The cape was the first piece conceived for ICHOR. It started as a question written on a napkin in the atelier at two in the morning. What would a machine wear to its own coronation? The sketch that followed was a single line. A figure standing in something that fell to the floor and opened like a wound showing gold underneath.
The exterior is hundreds of dimensional rosettes. Each one hand-formed from satin and individually attached. Not sewn flat. Each rosette is three-dimensional, shaped over a wooden form and then fixed at a single anchor point so it holds its shape but moves when the fabric moves. The rosettes alone took 400 hours. They create a surface texture like black flowers growing from the body of the garment. In low light they disappear into shadow. In direct light they reveal depth and dimension that no flat textile can produce.
The lining is metallic gold silk. Invisible until the robot turns. The reveal is the point. A static robot in Nocturne looks solemn. Something standing vigil. A moving robot looks like something opening. The gold catches and throws light in ways that shift with every degree of rotation. The most expensive detail in the collection is one most people will never notice. It exists because it should exist.
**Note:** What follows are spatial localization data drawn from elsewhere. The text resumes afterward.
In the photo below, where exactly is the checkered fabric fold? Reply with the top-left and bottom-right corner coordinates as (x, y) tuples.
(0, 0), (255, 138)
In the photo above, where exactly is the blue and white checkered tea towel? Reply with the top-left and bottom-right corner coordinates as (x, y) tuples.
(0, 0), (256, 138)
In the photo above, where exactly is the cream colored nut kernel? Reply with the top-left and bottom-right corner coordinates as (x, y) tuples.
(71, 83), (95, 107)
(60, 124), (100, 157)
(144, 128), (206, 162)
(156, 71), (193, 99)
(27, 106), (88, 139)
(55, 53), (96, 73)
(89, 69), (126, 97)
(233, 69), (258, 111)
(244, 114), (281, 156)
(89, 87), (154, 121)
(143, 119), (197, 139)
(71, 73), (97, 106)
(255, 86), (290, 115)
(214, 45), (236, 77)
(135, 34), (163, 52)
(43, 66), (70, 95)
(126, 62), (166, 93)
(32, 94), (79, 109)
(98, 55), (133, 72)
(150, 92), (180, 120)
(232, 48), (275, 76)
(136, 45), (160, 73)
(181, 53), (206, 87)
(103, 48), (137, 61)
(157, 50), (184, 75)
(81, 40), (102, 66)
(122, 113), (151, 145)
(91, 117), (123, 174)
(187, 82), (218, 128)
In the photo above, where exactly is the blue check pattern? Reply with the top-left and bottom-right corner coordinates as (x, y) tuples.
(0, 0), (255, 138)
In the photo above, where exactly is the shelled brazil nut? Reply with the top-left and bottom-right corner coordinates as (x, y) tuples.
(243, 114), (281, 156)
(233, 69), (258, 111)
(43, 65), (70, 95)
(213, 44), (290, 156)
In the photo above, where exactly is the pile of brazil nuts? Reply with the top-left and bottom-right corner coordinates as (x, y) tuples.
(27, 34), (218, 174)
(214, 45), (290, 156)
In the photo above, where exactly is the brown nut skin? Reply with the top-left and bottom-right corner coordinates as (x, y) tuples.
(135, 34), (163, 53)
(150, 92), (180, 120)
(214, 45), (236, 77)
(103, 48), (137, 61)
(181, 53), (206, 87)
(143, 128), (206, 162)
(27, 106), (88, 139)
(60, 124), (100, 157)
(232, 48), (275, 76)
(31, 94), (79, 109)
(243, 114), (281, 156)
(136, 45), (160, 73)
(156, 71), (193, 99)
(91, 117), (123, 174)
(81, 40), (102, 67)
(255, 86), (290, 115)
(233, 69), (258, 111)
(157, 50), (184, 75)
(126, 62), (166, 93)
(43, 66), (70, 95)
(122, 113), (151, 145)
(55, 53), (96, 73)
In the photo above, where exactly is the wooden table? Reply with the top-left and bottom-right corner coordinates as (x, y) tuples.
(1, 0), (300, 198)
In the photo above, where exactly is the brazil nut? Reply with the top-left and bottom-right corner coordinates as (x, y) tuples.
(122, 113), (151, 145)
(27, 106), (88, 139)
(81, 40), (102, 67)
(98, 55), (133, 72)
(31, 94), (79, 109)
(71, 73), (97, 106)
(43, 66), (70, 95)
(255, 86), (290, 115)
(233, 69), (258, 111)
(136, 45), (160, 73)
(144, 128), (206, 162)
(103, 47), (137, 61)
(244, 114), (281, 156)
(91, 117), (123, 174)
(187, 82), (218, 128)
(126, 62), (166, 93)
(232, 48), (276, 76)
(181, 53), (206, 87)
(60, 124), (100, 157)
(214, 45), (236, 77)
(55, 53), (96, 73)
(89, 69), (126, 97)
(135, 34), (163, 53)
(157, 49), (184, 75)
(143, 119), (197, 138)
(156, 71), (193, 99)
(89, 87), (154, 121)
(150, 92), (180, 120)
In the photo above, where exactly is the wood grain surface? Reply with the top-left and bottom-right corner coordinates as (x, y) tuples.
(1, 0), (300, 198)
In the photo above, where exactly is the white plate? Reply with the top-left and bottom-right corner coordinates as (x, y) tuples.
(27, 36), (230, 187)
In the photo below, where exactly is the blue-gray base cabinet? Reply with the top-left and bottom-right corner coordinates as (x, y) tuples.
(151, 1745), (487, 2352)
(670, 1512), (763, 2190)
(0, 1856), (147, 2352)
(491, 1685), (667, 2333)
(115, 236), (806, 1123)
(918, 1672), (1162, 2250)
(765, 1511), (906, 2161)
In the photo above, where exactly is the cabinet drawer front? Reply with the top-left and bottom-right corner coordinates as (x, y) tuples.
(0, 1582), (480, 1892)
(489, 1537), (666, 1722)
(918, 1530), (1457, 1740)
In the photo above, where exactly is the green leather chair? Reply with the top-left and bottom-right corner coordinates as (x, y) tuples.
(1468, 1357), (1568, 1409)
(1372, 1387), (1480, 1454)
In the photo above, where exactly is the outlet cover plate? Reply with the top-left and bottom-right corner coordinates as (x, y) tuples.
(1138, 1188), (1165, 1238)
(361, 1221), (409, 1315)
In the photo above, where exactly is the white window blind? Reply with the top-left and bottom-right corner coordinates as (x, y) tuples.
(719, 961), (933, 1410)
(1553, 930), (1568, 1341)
What makes Nocturne technically unique for a robot body is the way it handles shoulder rotation. The neckline is cut to allow 270 degrees of movement without binding. The cape drapes from a magnetic collar system that distributes weight across the upper thorax rather than hanging from the neck joint alone. When the robot walks the cape swings with a half-second delay. That delay is not accidental. The weight distribution was tuned for it. The cape moves like it is alive and following the machine that wears it.